If your strategic plan is based on data, have you considered the consequences?

source: accenture https://www.accenture.com/_acnmedia/PDF-108/Accenture-closing-data-value-gap-fixed.pdf


  • Several generations ago, the incentives in your organisation mean that those who collected and analysed old data created bias.

  • Such bias occurred as people in the system favoured specific incentives, rewards and recommendations. 

  • The decisions made created certain processes and rules to hide the maintenance of those incentives and biases.

  • The biases worked to favour certain (the same) groups and outcomes, which have, over time, become part of the culture, reinforcing the processes and rules.

How do you know, today, what bias there is in your strategic plan. What framing and blindness are created because of the ghosts in your system?   

If you cannot see, touch and feel equality and balance in gender, race and neuro-diversity, it is likely that the bias is still there.  Whilst it might feel good to get to a target, that does not mean the systems, rules and processes are not without those same biases.   It took generations to build in; it takes far more effort than a target to bring about better decisions. 
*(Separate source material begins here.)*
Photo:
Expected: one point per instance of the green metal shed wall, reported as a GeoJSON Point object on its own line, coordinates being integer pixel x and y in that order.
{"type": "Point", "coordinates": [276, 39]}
How do you know your data set has the views of everyone who is critical to your business today and in the future? How do you know the tools you use provide equal weight to everyone to make our business thrive?  How do you know if the recommendation was written before the analysis? How do your incentives create a new bias?

Is the consequence of your beautiful strategic data-led plan that you get precisely what the biased data wants.

In any framework where data leads to decisions, strategy or automation, first understand how you might be reinforcing something you are trying to eliminate.